My cat loves opera. Ever since Manny C turned me on to the Classica channel, the cat has been sitting at the foot of my bed, watching intently. The set is only a few inches above her head. When “Turandot” begins, her ear twitches with pleasure—or is it the tickle of a flea?
I used to think the trouble with opera is that you can’t understand the Italian they’re singing in. Their nostrils are flaring, their jowls are quivering, angry notes pour like molten lava from their mouths.
They’ve angered each other, they have begun to fight, oh, oh, they’re going to kill each other, why! Why!
Garbed in white tuxedos and white top hats is the male chorus in another opera. A girl in an absolutely gorgeous red costume appears. Her eyes are azure and her red net veil is down to her eyebrows. I love her earrings (I wonder where she bought them). She, too, is very excited. Is her house burning? Did the maid accidentally flush her baby down the toilet?
The set gives me no clue—it is abstract—metal triangles and parallelograms, like some building in Ortigas. But then some stage mechanism pushes it out. In its place brown planks from wooden crates surround the family with a new dwelling. It is depressing. Did their fortunes fall? Did their business fail?
Another opera has a birthday party going on. The cake has many candles, all lit up for blowing. A couple comes over and blows them together. Is it their singing (or bad breath) that extinguishes the little flames? The heroine’s mouth is moving every which way, it seems like she’s saying something very important.
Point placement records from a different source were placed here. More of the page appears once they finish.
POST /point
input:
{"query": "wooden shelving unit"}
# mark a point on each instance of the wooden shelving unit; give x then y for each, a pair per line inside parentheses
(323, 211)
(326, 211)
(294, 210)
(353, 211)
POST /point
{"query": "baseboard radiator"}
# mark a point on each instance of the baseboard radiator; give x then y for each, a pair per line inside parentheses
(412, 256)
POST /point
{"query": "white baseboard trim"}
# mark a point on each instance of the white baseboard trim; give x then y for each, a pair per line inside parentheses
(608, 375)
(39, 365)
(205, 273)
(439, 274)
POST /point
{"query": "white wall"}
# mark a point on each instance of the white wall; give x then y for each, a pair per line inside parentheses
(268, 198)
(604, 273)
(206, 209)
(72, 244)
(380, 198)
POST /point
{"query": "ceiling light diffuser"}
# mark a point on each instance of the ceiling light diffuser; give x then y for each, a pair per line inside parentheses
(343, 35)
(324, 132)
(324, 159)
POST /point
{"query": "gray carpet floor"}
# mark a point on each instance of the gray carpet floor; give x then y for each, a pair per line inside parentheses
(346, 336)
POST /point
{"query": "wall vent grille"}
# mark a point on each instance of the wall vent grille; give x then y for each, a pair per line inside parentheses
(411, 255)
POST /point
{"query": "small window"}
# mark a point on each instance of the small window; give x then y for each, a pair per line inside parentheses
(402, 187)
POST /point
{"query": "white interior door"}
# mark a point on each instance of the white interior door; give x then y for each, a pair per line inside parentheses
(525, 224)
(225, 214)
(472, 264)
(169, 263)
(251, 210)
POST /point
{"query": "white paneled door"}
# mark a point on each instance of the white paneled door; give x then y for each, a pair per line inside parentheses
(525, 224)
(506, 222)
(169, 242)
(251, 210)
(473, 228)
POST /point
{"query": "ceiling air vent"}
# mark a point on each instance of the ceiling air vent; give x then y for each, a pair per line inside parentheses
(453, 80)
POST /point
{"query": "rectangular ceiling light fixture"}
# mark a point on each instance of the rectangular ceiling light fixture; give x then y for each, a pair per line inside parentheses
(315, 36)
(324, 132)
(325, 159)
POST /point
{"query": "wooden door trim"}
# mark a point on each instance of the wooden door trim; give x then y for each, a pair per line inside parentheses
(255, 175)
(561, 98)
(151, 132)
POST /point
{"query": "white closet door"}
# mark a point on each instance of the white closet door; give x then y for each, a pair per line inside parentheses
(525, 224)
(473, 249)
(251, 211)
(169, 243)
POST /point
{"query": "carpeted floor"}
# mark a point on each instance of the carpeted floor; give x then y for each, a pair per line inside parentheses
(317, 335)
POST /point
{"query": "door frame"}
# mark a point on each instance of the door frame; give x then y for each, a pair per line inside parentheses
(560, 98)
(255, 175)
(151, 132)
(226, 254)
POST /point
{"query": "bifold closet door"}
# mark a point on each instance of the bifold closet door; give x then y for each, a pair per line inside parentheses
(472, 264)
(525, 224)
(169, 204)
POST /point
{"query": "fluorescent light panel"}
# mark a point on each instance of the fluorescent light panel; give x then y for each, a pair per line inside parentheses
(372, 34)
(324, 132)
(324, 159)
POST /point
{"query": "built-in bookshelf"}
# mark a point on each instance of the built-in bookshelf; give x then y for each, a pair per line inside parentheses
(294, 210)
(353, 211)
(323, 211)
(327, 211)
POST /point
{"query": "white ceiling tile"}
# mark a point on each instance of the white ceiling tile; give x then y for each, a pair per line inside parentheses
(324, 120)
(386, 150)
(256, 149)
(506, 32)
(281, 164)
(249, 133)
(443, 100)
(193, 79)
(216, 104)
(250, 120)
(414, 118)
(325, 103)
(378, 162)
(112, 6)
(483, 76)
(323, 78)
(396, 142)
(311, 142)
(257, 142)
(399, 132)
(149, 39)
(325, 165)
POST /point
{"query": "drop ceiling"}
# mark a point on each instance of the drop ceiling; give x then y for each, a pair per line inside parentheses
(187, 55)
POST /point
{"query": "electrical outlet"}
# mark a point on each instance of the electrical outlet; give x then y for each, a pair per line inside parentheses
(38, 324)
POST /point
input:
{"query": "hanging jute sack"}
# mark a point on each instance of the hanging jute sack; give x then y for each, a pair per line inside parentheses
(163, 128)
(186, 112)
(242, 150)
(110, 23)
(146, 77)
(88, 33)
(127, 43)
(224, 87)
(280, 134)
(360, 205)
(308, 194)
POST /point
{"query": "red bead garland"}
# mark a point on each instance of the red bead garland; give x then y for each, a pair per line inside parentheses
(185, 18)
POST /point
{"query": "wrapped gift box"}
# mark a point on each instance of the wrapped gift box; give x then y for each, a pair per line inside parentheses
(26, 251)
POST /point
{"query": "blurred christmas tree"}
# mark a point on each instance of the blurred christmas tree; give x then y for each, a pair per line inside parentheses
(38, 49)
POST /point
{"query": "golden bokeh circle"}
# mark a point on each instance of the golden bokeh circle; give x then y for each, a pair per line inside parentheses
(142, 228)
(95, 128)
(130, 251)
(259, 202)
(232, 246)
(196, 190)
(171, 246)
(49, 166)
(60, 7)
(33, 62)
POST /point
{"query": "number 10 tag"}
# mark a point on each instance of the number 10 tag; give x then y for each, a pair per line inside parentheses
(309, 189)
Her eyes roll, she opens her mouth so wide a baseball can fit in, her tongue is quivering, her singing magnificent. At that moment, the audience goes into thunderous clapping, so I guess it’s the end and it’s very good.
My BFF Manny Chaves to the rescue! He tells me just to enjoy it, don’t try to understand it. Too late.
I know precious little about classical music, but I respect it. Once strictly high art and high brow, Manny has made me discover, with that Classica channel, that opera all over Europe has become digestible. There is now always something one can connect to at some level.
Visual fun and puns
Could be because it’s artistic, painterly, fashionistic, fantastic, futuristic, surrealistic or downright ballistic. Opera sets and costumes are full of visual fun and puns. But the singing remains pure unadulterated opera, no parodies there, that’s what keeps the real opera clientele unperturbed.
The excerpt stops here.